Problem Description
Transportation is a service with a highly increasing demand, given its affordability, comfort, and ease of use. Thus, space becomes an important constraint that has to be taken into consideration. Promoting dynamic interactions between humans and space can help us improve the transportation ecosystem.
The concept of dynamic space is enabled by a vehicle that can autonomously navigate in a geo-fenced environment. Modular pods are developed, which serve different functionalities (for
example, a vending machine or a mobile dispensary for first aid). The autonomous vehicles can dock and undock with these pods, and transport them to the desired locations. They can also
navigate on their own in order to reach and switch between pods.
Our project focuses on the software stack that is necessary in order to achieve this, with emphasis on the behaviors of docking, safety, and navigation. The project aims to develop a set of behaviors for the vehicle which will enable the docking/undocking in a precise manner. Additionally, the robot should exhibit suitable safety behaviors and emergency handling. This set of behaviors will enable the vehicle to transport the aforementioned pods effectively. The resultant autonomy not only saves time and reduces human effort, but also makes space mobile, shareable, and configurable.
Use Case
Shreyans and Sanjana are two graduate students, who are currently working on their capstone project at the University Center. They have their validation demonstration due in the evening. Both of them have been working tirelessly all week, and as a consequence have forgotten to have lunch. They also need a boost of caffeine to keep them awake and to help them focus. However, deviating from project work for even half an hour at this stage could be the difference between a successful and failed project demonstration. Additionally, Shreyans cannot even walk properly due to a heavy workout the previous day.
Realizing that they have neither the time nor the energy to go out and get coffee or food, they turn to the PIX Moving service which transports vending machines on campus. Shreyans opens an app on his phone and requests that a food vending machine is delivered to the UC. The PIX vehicle on campus is alerted of this request and goes to the location of the requested vending machine. Once it reaches the payload handling zone for the vending machine pod, it aligns itself with the pod and follows the path to dock (fig.\ref{fig:use_case}a) with the pod. On reaching the pod it verifies that the alignment is accurate and executes latching with the pod (fig.\ref{fig:use_case}c). It then verifies that the interface between the pod and chassis is active. Having docked with the vending machine, it autonomously navigates to the designated payload handling zone (PHZ) outside the UC and parks the pod there.

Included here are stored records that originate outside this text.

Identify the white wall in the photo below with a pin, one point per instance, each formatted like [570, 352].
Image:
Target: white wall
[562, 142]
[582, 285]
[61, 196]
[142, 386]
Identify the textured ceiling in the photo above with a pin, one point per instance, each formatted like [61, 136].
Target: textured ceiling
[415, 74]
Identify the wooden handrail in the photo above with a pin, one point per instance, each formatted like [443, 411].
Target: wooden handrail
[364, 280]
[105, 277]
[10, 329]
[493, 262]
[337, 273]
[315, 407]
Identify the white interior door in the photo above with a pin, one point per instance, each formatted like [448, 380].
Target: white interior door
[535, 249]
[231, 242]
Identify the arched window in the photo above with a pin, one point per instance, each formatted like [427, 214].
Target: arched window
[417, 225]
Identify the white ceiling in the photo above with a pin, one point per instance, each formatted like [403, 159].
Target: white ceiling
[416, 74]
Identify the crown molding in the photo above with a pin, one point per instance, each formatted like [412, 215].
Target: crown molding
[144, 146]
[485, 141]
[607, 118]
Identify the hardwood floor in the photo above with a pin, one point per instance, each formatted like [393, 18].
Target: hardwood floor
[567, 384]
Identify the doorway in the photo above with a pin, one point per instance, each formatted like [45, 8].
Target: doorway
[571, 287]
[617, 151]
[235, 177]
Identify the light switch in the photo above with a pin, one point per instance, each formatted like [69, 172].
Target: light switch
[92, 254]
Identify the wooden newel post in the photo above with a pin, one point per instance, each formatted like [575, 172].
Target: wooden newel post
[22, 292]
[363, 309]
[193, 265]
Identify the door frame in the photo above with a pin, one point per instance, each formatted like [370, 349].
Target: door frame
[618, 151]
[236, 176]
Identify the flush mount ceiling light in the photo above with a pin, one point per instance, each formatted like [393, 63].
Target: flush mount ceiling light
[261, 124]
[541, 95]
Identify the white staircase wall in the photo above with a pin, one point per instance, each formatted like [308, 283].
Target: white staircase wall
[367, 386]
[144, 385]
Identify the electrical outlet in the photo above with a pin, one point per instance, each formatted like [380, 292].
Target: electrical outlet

Shreyans quickly goes to the pod and grabs the food that both of them want. This saves him the effort of going off-campus in search of food. Now, Sanjana requests a coffee vending machine on the app so that they can have some coffee. The chassis of the PIX vehicle undocks from the food vending machine, plans a path to the nearest coffee vending machine and drives there. A carefree undergraduate student suddenly skateboards in front of the chassis, but the chassis is able to detect the obstruction and stops in time to avoid the student (fig.\ref{fig:use_case}e). Once the passage is clear, the chassis resumes its trip. It reaches the coffee vending machine safely. Following the same docking procedure as with the food vending machine, it docks with the coffee vending machine and drives it to another payload handling zone near the UC. From the array of options offered by the vending machine, Sanjana selects a latte. Upon getting her drink, Sanjana ticks a box on the app which lets the chassis know that she is done using the pod. The chassis then returns the pod to the coffee store. It detects that its battery level is low, and after delivering the coffee vending pod, it navigates to its charging zone.
As a result of the ubiquitous PIX autonomous network, the team is able to have what they need delivered to them effortlessly. The time they save is used productively and they are able to have a successful validation demonstration the next day.